John Rosemond has been dispensing parenting advice in his newspaper column since 1976, making him one of the longest-running syndicated columnists in the country.
But some Kentucky authorities want to put him in a time out.
In May, Kentucky’s attorney general and its Board of Examiners of Psychology told Rosemond his parenting column – which regularly offers old-school advice and shows little tolerance for any kind of parental coddling – amounts to the illegal practice of psychology.
They want him to agree to a cease-and-desist order. In particular, they want Rosemond to stop identifying himself as a psychologist, because he is not a licensed psychologist in Kentucky.

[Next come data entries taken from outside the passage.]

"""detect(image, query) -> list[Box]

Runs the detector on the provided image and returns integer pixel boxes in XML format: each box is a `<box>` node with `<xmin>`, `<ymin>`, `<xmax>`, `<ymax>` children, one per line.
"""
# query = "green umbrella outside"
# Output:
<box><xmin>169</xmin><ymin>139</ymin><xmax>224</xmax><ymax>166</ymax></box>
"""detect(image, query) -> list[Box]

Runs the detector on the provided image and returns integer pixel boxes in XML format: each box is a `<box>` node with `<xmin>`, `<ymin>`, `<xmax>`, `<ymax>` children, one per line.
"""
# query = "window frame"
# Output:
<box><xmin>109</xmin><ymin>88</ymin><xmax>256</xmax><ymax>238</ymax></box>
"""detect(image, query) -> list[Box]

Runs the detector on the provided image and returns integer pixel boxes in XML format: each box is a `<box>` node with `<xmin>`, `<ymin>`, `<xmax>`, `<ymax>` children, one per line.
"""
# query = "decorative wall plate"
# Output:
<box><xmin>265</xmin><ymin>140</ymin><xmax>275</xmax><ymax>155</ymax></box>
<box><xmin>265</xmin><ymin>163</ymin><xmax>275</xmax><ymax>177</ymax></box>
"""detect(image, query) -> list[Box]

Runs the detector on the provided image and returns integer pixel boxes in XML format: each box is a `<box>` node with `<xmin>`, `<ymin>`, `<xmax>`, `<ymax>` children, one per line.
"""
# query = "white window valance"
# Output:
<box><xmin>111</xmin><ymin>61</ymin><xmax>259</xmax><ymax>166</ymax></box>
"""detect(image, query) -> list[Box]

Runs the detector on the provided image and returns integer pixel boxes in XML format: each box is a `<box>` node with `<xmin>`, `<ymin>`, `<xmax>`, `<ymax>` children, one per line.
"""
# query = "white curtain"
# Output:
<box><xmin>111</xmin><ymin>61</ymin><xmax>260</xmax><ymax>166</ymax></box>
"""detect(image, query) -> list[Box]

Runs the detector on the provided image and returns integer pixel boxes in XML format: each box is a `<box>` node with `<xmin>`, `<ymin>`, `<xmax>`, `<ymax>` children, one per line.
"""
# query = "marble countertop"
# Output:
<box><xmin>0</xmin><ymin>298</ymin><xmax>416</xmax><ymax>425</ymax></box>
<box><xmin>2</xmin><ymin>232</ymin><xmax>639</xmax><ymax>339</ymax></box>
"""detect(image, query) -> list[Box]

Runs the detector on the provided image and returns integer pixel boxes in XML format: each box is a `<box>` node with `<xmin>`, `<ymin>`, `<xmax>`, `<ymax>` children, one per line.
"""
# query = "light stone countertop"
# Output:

They also suggest that columns written in a question-and-answer format are a particular concern because they are akin to providing direct mental health services.
Rosemond, an author of 11 parenting books who has a master’s degree in psychology from Western Illinois and is a licensed psychologist in his home state of North Carolina, sees the board’s letter as an effort at censorship and is filing a lawsuit Tuesday in federal court seeking to bar the state from taking any action against him. His column is syndicated through McClatchy-Tribune News services and is estimated to run in more than 200 newspapers, including The Buffalo News.
He is represented by the Arlington, Va.-based Institute for Justice, which has filed multiple lawsuits challenging what they see as overreach by government licensing boards.
Institute for Justice lawyer Paul Sherman says that under Kentucky’s logic, columnists such as Dear Abby and television personalities such as Dr. Phil are breaking the law any time they offer advice, because the content is aired in Kentucky and meets the state’s broad definition of psychological advice.
The psychology board’s administrator, Robin Vick, emphasized Tuesday that the case remains open and that no final action has been taken by the board, which did not respond to requests to discuss the details of the case. The office of Kentucky Attorney General Jack Conway, a Democrat, referred questions to the psychology board.
“I just feel it’s a good fight,” Rosemond said. “I’m a constitutional conservative, and I’m outraged by the attempt of government agencies to do this sort of thing.”